Web 2.0 and business

The concept of Web2.0, for those not familiar with the term, refers to a shift in the content of the World Wide Web from creation and publication to something more akin to evolution where readers can leave their mark. Blogs, for example, allow readers to post their comments meaning that the next time someone reads the blog entry, it is different to the last time. Wikis are another example. The best known is Wikipedia which allows individuals to update entries. I could go into the problems of allowing anyone to edit an entry – mainly authority and accuracy of the entry – but others (such as The Guardian) have already done so and done so better than I can.

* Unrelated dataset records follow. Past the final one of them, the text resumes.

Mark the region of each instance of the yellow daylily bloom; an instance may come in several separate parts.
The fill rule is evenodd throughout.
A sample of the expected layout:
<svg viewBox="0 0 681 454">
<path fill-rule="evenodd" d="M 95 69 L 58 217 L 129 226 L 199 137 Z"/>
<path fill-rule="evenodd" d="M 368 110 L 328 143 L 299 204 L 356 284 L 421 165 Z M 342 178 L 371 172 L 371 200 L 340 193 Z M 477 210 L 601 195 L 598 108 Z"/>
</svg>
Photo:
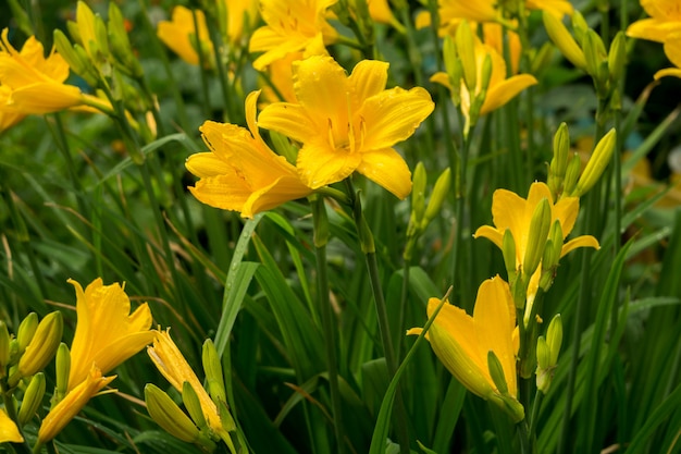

What interests me is the use of Wikis in a business setting. Don’t laugh – why shouldn’t businesses use wikis? They have web pages, online purchasing, email, Intranets and bulletin boards. Wikis basically allow your organisation to generate documents in a truly collaborative fashion - a challenge with which many organisations struggle. The challenge then becomes how you protect that content with your content management system (CMS). According to an article in the August 2006 issue of Information Age, The impact of wikis on ECM systems, Gartner recommends “positioning wikis as an authoring environment only, and when the document is ocomplete a copy should be moved to a formal content repository”. While I can see the logic here, it seems to me that we’re back to Web 1.0 – create and publish.

How does a business protect content generated on a company wiki while maintaining all of the benefits that a wiki offers?